Se si va a guardare i dati per genere, gli uomini fanno registrare una perdita maggiore rispetto alle donne (1.563 posti in meno nel 2020 rispetto al 2019 a fronte dei -1.262 delle lavoratrici), che lascia comunque inalterata la percentuale di donne occupate ferma al 44 per cento. Anche a livello regionale la componente maschile è più penalizzata (-1,9 per cento degli occupati uomini contro -1,7 per cento di donne), con un tasso di femminilizzazione dell’occupazione più basso che nel ternano (42 per cento). Seguendo il trend nazionale e regionale, Terni ha perso soprattutto lavoratori dipendenti, con un taglio di 4.000 persone rispetto al 2019 (sono 5 mila i lavoratori dipendenti in meno a livello regionale). Taglio che si è compensato in parte con un aumento dei lavoratori cosiddetti indipendenti (+1.300 circa), ovvero profili professionali con livelli di autonomia differente che vanno da imprenditori, con o senza lavoratori dipendenti, ad autonomi senza dipendenti come per esempio liberi professionisti, soci di cooperativa, coadiuvanti familiari, collaboratori. 
Analizzando il dato regionale per il quale Istat mette a disposizione maggiori elementi di dettaglio, nel 2020 sono stati 8.800 i dipendenti che hanno perso il lavoro perché con contratti a termine, svincolati dal blocco dei licenziamenti o semplicemente “non rinnovati a scadenza”. Se si vanno a spulciare i dati storici, si scopre che Terni in 10 anni, nel 2020 rispetto al 2010, ha perso quasi 4.000 occupati, che salgono a 7.000 se si guarda al 2008 (anno tra i migliori degli ultimi quindici).

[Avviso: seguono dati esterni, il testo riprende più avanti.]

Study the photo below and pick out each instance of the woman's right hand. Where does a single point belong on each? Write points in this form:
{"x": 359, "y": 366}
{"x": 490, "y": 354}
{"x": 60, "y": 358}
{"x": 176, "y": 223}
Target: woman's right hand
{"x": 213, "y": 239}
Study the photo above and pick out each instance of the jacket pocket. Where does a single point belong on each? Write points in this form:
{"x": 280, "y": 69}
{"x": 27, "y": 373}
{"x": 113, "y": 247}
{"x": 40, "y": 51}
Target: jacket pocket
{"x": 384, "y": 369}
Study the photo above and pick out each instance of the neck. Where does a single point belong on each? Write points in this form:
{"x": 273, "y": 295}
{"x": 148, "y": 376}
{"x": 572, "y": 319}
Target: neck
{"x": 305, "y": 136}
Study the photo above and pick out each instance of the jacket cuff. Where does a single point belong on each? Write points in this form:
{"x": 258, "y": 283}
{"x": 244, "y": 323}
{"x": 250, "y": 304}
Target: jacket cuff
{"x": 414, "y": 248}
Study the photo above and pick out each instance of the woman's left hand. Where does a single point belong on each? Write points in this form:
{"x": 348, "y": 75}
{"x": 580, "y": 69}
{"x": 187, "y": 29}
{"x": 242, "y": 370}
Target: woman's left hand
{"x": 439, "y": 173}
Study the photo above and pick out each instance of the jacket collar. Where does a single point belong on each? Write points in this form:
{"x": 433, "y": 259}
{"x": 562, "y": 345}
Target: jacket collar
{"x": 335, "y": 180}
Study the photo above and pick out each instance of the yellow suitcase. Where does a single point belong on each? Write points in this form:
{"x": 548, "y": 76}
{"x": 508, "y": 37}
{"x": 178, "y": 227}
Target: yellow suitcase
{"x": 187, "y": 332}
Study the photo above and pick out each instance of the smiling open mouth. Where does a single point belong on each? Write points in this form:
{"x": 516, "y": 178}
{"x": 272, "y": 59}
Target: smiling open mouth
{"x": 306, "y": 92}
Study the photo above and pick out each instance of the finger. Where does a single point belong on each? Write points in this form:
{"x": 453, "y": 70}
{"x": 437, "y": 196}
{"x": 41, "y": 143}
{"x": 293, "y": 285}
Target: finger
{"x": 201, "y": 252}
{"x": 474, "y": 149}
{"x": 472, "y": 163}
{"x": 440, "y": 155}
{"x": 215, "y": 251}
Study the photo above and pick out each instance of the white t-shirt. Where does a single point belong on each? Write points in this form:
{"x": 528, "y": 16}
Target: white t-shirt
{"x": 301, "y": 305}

Una lettura completa del quadro del lavoro non può non considerare i numeri sui disoccupati. Nel 2020 nel ternano sono diminuiti: dai 10.000 del 2019 si è passati, infatti, a 6.700, con una rappresentanza femminile importante, visto che sono più di 3.000 le disoccupate in meno rispetto agli 800 uomini. Un dato solo in apparenza positivo e che va letto insieme a quello degli inattivi, che vede infatti una crescita che arriva a superare per Terni le 5.000 persone. 
Questo primo quadro degli effetti della pandemia sul lavoro non può certo considerarsi esaustivo: oltre al cosa avverrà allo sblocco dei licenziamenti, infatti, si potrà avere una panoramica diversa con l’aggiornamento in corso da parte di Istat della serie storica della rilevazione degli occupati secondo nuovi criteri dettati dall’Ue. Per adesso si può dire che, come sottolineato dalla stessa Aur, per l’Umbria “a pagare le conseguenze sono stati i giovani, i contratti a termine e di apprendistato, i livelli di istruzione più bassi, le attività considerate non essenziali, con effetti asimmetrici assai rilevanti per caratteri ed entità”.